A 1 bit indicates a living cell.
*/
swar run_game(swar prev,swar cur,swar next) {
// Each counter stores the number of neighbors around this cell
set_of_counters c;

// Add all eight neighbors to our counts
c.add(prev>>1); c.add(prev); c.add(prev<<1);
c.add(cur>>1); c.add(cur<<1);
c.add(next>>1); c.add(next); c.add(next<<1);

// Run the rules on the resulting counts
long are2=(~c.H)&c.M&(~c.L); // 2==010
long are3=(~c.H)&c.M&c.L; // 3==011
return (are2&cur)|are3; // if 2, unchanged.

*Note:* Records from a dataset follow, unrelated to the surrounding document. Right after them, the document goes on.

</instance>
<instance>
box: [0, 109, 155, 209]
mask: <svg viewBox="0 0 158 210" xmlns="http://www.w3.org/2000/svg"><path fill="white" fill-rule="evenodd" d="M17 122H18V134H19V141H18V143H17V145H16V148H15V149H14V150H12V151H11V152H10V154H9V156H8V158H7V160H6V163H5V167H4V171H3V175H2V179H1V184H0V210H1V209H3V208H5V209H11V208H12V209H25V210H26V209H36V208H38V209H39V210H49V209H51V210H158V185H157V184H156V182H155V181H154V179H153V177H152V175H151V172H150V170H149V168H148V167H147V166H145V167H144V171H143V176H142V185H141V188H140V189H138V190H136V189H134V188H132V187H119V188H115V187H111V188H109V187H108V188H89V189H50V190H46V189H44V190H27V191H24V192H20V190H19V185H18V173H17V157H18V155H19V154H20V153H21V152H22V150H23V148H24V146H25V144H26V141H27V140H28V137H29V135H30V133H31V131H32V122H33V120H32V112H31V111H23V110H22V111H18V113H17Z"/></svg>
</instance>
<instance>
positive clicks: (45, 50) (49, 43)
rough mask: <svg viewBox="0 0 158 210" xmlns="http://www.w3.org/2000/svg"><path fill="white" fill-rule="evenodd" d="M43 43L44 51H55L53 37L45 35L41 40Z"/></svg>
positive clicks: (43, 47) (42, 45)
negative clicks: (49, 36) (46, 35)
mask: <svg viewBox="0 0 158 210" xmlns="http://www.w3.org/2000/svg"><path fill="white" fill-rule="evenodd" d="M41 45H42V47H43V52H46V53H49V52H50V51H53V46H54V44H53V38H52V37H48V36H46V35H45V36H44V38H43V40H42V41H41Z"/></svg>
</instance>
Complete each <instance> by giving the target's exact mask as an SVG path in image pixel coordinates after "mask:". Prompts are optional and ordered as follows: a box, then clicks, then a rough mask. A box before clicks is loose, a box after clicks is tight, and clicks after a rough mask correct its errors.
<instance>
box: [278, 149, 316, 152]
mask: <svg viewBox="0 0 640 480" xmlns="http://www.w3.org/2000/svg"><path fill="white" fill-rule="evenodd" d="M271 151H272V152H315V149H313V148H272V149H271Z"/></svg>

If 3, alive.
}

// A 2D grid containing game of life cells.
class grid {
public:
enum {ht=30};
swar data[ht];

// Create random initial conditions
void randomize(int seed=1) {
srand(seed);
swar mask=1; mask=~mask;
mask=mask<<1; mask=mask>>1;// knock off high bit
for (int y=0;y<ht;y++) data[y]=rand()&mask;
data[0]=data[ht-1]=0; // clear top and bottom rows
}

// Run one game of life update, writing new cells into dest.
void update(grid &dest) const {
for (int y=1;y<ht-1;y++) {
dest.data[y]=run_game(data[y-1],data[y],data[y+1]);
}
}

// Print the grid onscreen
void print(void) {
for (int y=1;y<ht-1;y++) {
for (unsigned int x=0;x<8*sizeof(swar);x++) {
int bit=(data[y]>>x)&1;
if (bit) std::cout<<"X"; else std::cout<<" ";
}
std::cout<<"\n";
}
}
};

int foo(void) {
grid a,b;
a.randomize(1);

// Run time loop
for (int step=0;step<50;step++) {
std::cout<<"iteration "<<step<<"\n";
a.print();

a.update(b);
std::swap(a,b);
}
return 0;
}
(Try this in NetRun now!)
Compared to a straightforward loop across x, this is much, much faster:
update_swar: 381.17 ns/call
update_bits: 15880.91 ns/call
Program complete. Return 0 (0x0)
(Try this in NetRun now!)
This is a factor of over 40x speedup; not quite the 64x you'd get with perfect SIMD execution on a 64-bit machine, but pretty close!

The downside, of course, is that the software is deeply bizarre; it feels closer to a circuit design than code.